Je vais rester outre-manche chez Penhaligon’s (décidément !) pour évoquer l’un des coups de coeur que j’ai eu en 2020 et qui est un hommage à la duchesse Sarah Churchill, duchesse de Marlborough, suivante et conseillère de la Reine Anne d’Angleterre, initiatrice du nom de l’appellation Blenheim pour les épagneuls nains britanniques et incarnée par Rachel Weisz dans le film de Yorgos Lanthimos mettant en vedette également Olivia Colman et Emma Stone. Mais je m’égare, revenons à la fragrance. C’est Aliénor Massenet qui a signé ce petit bijou floral et ambré. Après une envolée de violette, de freesia et de mandarine, le parfum s’installe avec un coeur de mimosa et d’iris poudrés soutenus par un jasmin sambac très opulent avent de se poser sur un lit de muscs blancs, d’ambroxan et de bois de santal. Là encore, grâce au talent d’Aliénor Massenet, Penhaligon’s fait mouche en sortant un grand féminin. Comme ça, à l’envolée, il a l’air classique et il l’est par certains côtés mais je lui trouve quelque chose d’à la fois intemporel et complètement contemporain. C’est le parfum d’une femme audacieuse, aimant retrouver une belle parfumerie avec un twist que je ne saurais pas décrire. C’est une merveille n’ayons pas peur des mots et je m’étais dit que je passerai outre son packaging très « girly » pour essayer de le porter mais force m’est de constater qu’il est vraiment l’exemple de ce que je trouve de plus féminin dans la parfumerie, tant par sa délicatesse que par son côté effluve de boudoir. Là encore, Penhaligon’s a vraiment réussi non seulement un beau parfum mais, à mon sens, un futur grand classique qui a bien des années de succès devant lui. Je suis certain que celles qui l’auront essayé et qui aiment ce genre de fragrances ne peuvent que se l’approprier. Je l’imagine bien dans une écharpe en soie (lyonnaise bien sûr) à la fois l’hiver et à l’intersaison. Je suis complètement fan de cette création vous l’aurez compris.

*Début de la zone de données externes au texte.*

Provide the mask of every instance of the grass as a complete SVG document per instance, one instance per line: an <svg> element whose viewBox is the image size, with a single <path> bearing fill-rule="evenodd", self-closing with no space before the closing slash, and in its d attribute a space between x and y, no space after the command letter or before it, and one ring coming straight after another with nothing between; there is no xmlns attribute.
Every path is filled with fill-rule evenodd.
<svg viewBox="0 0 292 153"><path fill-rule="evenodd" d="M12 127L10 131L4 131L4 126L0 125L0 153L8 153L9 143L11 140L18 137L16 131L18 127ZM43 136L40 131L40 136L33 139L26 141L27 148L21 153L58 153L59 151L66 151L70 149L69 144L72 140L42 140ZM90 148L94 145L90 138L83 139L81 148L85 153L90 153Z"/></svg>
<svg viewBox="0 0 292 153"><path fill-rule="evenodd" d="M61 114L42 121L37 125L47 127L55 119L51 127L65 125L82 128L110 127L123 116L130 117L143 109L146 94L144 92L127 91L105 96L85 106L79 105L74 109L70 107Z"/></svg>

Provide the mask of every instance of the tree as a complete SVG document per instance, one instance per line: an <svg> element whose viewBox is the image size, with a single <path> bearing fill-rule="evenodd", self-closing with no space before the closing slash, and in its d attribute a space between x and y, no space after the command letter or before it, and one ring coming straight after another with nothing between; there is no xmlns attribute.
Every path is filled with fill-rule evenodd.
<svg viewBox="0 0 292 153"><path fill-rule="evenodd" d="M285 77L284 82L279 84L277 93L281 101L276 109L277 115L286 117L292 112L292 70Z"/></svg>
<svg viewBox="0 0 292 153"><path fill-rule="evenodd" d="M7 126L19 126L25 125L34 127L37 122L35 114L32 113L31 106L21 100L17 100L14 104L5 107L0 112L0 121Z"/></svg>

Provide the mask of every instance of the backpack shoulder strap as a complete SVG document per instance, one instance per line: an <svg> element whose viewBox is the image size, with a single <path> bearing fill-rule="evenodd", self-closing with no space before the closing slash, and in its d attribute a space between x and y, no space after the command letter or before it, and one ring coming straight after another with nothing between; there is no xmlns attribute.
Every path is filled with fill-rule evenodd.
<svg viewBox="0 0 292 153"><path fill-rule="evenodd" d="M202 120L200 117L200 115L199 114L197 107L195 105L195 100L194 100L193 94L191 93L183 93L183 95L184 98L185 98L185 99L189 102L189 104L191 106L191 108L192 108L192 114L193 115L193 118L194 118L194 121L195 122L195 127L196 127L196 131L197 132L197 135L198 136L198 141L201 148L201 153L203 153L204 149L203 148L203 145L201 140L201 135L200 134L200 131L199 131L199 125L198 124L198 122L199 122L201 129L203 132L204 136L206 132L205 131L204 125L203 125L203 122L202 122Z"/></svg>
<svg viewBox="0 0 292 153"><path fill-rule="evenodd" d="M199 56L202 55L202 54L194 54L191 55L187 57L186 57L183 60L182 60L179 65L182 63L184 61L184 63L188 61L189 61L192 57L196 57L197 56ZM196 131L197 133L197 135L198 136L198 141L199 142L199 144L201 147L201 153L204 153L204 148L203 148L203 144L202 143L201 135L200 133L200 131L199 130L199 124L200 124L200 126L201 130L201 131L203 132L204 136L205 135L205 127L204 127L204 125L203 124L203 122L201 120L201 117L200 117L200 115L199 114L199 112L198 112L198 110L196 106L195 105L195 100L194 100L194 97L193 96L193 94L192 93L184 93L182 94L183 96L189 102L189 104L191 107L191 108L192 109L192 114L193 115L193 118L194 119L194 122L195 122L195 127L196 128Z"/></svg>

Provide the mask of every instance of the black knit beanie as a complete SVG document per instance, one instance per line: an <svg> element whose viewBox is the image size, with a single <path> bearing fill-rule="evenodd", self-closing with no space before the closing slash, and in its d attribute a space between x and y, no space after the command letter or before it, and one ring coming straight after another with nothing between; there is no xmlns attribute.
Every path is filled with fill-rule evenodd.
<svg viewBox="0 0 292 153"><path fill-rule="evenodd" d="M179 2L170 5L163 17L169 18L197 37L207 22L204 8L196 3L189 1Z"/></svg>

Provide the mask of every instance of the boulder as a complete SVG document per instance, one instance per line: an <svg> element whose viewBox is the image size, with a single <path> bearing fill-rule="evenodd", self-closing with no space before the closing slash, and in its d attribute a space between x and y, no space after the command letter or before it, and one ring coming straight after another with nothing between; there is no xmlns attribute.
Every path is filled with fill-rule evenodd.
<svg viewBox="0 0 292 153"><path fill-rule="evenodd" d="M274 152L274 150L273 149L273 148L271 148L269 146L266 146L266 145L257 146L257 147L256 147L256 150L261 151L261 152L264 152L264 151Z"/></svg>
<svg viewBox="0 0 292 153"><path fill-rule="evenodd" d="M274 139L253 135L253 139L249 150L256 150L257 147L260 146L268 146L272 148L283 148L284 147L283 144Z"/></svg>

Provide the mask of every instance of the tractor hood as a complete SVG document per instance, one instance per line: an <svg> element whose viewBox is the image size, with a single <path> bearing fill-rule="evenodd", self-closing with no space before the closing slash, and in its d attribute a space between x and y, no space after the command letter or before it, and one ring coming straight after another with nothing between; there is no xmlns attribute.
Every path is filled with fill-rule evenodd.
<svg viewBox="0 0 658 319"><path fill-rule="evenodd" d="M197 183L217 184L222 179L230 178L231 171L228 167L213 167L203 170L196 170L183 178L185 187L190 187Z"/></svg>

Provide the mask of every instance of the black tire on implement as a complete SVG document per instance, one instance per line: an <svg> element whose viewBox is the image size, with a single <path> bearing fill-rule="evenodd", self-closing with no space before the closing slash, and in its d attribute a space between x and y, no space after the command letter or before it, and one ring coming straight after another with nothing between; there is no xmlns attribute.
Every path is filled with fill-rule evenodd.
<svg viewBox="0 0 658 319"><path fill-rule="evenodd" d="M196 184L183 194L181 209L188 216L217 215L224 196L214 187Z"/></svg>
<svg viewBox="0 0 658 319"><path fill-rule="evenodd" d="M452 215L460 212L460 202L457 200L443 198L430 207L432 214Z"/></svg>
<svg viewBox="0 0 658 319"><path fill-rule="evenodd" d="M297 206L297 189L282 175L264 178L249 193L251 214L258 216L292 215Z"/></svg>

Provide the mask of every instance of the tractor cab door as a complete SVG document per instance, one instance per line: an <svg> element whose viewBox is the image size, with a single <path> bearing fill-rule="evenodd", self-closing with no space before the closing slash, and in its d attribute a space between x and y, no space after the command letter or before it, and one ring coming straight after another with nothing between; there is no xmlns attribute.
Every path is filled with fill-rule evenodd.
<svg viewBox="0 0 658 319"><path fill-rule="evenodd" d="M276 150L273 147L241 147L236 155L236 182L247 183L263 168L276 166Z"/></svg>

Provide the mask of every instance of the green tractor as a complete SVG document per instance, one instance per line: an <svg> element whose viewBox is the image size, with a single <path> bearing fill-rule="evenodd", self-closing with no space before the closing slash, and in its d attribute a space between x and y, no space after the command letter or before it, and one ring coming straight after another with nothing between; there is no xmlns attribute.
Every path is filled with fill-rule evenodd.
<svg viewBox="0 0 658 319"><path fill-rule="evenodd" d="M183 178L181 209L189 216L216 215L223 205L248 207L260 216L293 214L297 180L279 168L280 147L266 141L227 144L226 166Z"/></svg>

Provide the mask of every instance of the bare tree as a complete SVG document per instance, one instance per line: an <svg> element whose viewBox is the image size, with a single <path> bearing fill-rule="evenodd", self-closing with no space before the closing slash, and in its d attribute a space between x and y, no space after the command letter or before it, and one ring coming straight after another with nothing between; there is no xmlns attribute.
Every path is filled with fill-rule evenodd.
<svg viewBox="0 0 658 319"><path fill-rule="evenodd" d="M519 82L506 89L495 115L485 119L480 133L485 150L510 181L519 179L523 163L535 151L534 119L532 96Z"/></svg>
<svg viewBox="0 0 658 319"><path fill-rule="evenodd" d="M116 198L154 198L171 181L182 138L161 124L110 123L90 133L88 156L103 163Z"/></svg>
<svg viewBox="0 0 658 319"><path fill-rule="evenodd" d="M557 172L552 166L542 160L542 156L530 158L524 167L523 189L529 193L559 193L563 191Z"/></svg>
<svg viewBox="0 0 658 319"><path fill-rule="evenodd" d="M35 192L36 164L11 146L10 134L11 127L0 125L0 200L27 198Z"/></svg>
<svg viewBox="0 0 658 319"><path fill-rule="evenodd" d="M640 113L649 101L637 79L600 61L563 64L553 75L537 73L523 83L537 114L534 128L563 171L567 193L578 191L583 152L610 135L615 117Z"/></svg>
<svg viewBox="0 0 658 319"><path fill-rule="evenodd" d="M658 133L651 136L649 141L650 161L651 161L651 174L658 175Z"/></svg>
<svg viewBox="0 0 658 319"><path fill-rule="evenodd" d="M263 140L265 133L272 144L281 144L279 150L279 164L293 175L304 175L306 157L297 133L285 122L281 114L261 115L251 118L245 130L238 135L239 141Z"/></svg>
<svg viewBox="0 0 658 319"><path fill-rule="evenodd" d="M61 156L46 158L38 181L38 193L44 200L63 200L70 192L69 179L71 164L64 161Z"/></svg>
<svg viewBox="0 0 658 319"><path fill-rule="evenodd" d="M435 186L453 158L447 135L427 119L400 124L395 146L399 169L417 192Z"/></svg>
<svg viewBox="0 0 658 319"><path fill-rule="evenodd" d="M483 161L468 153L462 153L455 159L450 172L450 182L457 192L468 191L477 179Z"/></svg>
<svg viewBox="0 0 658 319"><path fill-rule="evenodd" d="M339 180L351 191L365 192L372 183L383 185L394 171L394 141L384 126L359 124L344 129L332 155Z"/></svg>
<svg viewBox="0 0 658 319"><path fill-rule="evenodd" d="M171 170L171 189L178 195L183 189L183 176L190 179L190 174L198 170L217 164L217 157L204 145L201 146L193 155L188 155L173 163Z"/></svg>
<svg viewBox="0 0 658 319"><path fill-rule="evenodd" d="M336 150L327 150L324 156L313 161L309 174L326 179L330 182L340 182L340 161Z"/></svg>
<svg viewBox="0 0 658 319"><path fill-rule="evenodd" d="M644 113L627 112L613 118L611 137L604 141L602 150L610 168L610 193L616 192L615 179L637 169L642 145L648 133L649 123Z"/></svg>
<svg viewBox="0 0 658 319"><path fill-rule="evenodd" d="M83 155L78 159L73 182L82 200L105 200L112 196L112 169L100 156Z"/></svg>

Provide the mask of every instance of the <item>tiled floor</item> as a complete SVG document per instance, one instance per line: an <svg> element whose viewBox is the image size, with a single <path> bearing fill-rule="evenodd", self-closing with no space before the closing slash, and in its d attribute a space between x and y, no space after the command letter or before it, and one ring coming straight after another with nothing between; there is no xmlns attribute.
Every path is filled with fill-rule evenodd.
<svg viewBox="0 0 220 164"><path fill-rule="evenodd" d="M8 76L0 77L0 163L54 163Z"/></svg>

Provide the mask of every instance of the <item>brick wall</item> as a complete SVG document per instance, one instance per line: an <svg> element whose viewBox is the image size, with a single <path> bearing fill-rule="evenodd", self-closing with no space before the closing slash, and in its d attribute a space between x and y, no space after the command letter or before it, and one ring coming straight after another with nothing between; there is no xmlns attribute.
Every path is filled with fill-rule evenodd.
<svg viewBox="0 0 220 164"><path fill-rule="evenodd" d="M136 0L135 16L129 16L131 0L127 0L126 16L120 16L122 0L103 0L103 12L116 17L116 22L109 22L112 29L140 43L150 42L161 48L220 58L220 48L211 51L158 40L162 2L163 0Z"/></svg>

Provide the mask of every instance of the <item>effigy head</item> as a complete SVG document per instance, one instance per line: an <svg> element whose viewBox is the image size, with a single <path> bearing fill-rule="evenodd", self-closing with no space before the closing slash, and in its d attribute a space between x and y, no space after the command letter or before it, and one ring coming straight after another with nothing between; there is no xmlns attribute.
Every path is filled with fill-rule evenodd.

Je suis un fan de parfums mettant en avant la note de prune conjuguée avec le patchouli, les épices et l’ylang ylang et je ne pouvais qu’être séduit par « L’Âme Perdue » créé en 2017 par Rodrigo Flores-Roux pour Le Galion aussi y suis-je allé en confiance lorsque l’on m’a proposé de l’essayer. Très franchement, je l’adore mais je ne pourrais pas le porter même s’il est celui de la sélection que je tenterais le plus facilement. Pour moi l’alliance de la fleur de datura, du lys, de la prune, de l’tlang ylang sur un fond composé de miel, de patchouli, d’ambre et de deux variétés de vanille est quand même vraiment idéale sur une peau féminine et devient presque trop floral sur moi. Je fais ressortir les deux variétés de jasmin et la rose. Je ne saurais pas décrire « L’Âme Perdue » autrement qu’en disant qu’il oscille entre chypre sans mousse de chêne, floral fruité et oriental. C’est un parfum complexe, élégant, magnifique mais vraiment, je lui ai trouvé un je-ne-sais-qui d’un peu trop féminin. Attention, je ne dis pas que je ne pourrais pas l’assumer mais il en est d’autres qui possèdent la même colonne vertébrale que j’ai plus de facilité à porter. Je pense, bien évidemment à « Diorama », à « L’Eau de Circé » de Pierre Guillaume et évidemment au « Parfum de Thérèse » créé par Edmond Roudnitska et lancé aux Éditions de Parfums Frédéric Malle. Je pourrais, aussi étrange que ça puisse paraître, également citer « Femme » de Rochas dans sa reformulation eau de toilette faite par Olivier Cresp qui garde une certaine légèreté et un côté cumin qui peut avoir des accents plus masculins. J’aime « L’Âme Perdue » mais je ne me sens pas encore capable de franchir le pas même s’il traine dans ma tête et que j’essaye régulièrement une dose d’essai sur ma peau.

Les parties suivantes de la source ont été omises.